Cute culture has thrown [Donald] Richie and other writers off track because it doesn’t conform to what the baby boomer generation expects of youth culture. Cute is not rebellious — at least not in any obvious way. It isn’t cool. It doesn’t seem to be about sex. It doesn’t want to overthrow capitalism — cute is hooked on brand-names. It is cosy, not angry. And despite the apparently unique get-ups in Fruits, it isn’t really about individuality: Richie points out with a triumphant air that the most outlandish sartorial affectations are widely copied, as if this were proof of a lack of imagination in this nation of conformists, rather than simply in the nature of subcultural style the world over. Cute is evidently rather disappointing and embarrassing to writers such as Alex Kerr, who, in Dogs and Demons (2001), sees it as one of many depressing symptoms of Japan’s decline. Whatever we might think of grown women in lacy ankle-socks and Barbie handbags or young men wearing tiny school uniforms, we ought to take them seriously, not least because cute culture is spreading. Sanrio, the company responsible for Hello Kitty, Little Twin Stars and a host of other cuties, has a billion-dollar turnover, much of it derived from the lucrative licensing of products from T-shirts to sex toys. These characters have a huge demographic appeal in many parts of the world, with or — increasingly — without the gloss of camp irony which justifies their consumption in some quarters. And it must mean something when large numbers of young people dress in ways which twenty years ago would have been considered more suitable for children.

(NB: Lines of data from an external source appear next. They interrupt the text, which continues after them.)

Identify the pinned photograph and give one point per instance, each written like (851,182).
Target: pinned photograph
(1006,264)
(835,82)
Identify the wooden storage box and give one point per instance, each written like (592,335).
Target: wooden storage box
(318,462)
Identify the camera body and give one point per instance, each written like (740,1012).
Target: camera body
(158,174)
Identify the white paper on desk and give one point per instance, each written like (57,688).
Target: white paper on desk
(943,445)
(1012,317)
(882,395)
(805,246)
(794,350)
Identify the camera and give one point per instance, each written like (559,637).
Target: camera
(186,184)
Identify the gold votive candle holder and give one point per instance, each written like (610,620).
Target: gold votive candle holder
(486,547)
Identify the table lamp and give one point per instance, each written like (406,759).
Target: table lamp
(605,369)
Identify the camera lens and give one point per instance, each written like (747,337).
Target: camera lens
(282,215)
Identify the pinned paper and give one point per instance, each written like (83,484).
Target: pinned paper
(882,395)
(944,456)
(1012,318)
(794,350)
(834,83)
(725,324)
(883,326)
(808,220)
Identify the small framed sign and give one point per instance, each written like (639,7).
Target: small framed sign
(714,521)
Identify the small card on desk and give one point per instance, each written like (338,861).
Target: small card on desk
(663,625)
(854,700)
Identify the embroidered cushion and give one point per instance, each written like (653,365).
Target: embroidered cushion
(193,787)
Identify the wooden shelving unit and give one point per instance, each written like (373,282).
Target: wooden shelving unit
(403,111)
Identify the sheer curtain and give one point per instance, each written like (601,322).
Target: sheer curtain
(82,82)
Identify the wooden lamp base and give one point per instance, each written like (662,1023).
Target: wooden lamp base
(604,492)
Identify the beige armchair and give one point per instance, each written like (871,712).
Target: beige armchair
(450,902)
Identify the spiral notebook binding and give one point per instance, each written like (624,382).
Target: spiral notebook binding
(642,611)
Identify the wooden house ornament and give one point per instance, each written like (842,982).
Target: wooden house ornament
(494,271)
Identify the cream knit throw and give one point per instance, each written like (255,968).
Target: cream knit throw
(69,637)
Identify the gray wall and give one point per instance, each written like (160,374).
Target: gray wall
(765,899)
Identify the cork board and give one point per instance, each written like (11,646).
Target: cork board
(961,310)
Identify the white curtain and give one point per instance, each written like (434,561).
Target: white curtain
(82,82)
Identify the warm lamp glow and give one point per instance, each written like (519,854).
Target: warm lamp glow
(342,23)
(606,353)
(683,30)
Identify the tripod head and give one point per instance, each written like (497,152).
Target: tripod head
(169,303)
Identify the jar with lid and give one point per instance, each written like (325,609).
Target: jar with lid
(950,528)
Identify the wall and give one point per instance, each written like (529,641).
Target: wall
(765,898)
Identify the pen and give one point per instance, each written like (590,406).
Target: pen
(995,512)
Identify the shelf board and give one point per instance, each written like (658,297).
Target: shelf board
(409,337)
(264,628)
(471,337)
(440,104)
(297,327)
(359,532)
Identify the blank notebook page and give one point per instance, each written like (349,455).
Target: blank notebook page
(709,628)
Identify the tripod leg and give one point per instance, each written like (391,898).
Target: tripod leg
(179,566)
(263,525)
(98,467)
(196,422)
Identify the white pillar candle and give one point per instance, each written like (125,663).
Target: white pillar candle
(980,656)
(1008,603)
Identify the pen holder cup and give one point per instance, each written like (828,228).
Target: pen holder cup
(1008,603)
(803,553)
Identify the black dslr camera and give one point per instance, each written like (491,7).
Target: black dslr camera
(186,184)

Richie would have done well to read the work of Sharon Kinsella, whose writing on cute is free from the preconception that youth culture ought to be an authentic expression of individuality. On the contrary, according to Kinsella, cute style betrays a lack of confidence in the very notion of the individual, and cannot muster the energy and optimism necessary for rebellion. It is a soft revolt. It seems that becoming an adult is not an attractive option to these burikko (‘fake children’) when it is associated with the responsibilities and obligations of work and family. This is a generation of ’freeters’ (the word comes from ’free arbeiter’) who have rejected the stringent work patterns of their parents, even when they are available, as they often are not in the current economic climate. Acting and dressing like children represents their refusal of the adult world: as Kinsella writes, cute style ‘idolises the pre-social’. Cute is a kind of rebellion, then, but its retreat to the imagery of childhood indicates that there is no alternative to the adult world except a deliberate regression to this one remaining realm of freedom. Seen in this way, cute style is bleak: it allows no looking forward to a future, either for individuals or for society. In this sense it is far darker than punk, which had an energy and rage that promised action, if not social change. Cute disguises its pessimism and political inertia as winsomeness.”